Однако мое внимание привлекло множество мелких осколков возле каминной полки: разбитые фоторамки валялись на полу. А сами фотографии, на которых была запечатленна Виолетта в детстве с сестрой и матерью, исчезли. В день моего последнего визита все рамки были целы, стекло на полу я уж точно заметила бы.
Я написала Софие с просьбой связаться со мной. Потом вызвала полицию и заявила о пропаже Виолетты. Полицейские составили протокол, расспросили меня обо всем и велели ехать домой, с опаской глядя на мой живот. Я рассказала им о звонке Агнес тоже и попросила совета. Они ответили, что могут проверить, что происходит в доме моего отца, но им понадобится ордер, чтобы попасть внутрь. А получение ордера займет несколько дней.
Твою мать.
Шофер Дианы по-прежнему ждал меня снаружи. Я попросила его отвезти меня к дому отца.

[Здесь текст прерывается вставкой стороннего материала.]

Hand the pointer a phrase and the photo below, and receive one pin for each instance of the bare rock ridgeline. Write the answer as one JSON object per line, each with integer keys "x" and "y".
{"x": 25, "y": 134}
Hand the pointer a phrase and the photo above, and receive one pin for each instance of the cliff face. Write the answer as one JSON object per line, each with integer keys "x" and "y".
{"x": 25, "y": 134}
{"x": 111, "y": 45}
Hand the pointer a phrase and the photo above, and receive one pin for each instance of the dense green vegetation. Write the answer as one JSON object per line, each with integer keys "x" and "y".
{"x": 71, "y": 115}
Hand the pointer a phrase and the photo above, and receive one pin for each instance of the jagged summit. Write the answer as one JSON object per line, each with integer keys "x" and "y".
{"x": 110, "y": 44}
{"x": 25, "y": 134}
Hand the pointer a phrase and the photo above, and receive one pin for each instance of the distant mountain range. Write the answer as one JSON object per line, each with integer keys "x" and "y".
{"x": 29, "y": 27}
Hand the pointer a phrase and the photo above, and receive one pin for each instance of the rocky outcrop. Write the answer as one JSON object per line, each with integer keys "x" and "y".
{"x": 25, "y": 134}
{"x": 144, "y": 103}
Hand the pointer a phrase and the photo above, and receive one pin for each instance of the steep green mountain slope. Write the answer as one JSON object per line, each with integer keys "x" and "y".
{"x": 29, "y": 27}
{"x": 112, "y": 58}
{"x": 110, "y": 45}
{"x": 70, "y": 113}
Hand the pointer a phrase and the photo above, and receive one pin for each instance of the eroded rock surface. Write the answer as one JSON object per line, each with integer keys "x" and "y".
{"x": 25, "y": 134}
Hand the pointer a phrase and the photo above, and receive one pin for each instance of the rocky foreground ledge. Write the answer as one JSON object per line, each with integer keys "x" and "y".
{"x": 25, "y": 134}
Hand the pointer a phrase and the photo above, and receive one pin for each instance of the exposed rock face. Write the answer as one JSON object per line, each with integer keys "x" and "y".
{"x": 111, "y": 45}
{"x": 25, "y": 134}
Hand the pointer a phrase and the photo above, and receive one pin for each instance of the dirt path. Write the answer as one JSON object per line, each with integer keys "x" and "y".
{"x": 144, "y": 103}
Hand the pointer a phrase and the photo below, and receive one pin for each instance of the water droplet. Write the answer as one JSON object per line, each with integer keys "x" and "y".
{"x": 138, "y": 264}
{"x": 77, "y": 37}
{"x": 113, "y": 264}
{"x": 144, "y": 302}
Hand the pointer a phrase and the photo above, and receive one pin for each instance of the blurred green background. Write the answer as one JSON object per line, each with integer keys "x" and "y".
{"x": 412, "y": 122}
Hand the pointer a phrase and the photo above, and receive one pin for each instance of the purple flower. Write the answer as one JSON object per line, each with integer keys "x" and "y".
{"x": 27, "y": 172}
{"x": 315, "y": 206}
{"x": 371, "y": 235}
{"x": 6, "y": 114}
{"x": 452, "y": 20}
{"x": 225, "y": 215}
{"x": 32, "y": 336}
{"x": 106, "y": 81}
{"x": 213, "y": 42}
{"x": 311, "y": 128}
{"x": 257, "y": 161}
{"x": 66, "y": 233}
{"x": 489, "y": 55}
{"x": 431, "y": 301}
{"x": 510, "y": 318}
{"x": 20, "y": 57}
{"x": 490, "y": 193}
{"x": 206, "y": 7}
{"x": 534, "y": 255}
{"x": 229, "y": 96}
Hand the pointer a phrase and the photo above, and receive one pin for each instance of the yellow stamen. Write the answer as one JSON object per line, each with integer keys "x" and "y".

– К Смирновым? – переспросил он.
– Да, – кивнула я.
– Я не повезу вас туда. Это распоряжение Дианы.
– Да неужели?
– Мне жаль. Куда угодно, но только не туда.
– Ладно, – сквозь зубы сказала я. – Тогда поехали домой. Домой к Демидовым. Хотя нет, подождите, я забыла кое-что в квартире Малышенко.
Я вышла из машины и снова зашла в подъезд. Нашла дверь, ведущую к пожарному выходу, вышла на другую улицу и поймала там такси.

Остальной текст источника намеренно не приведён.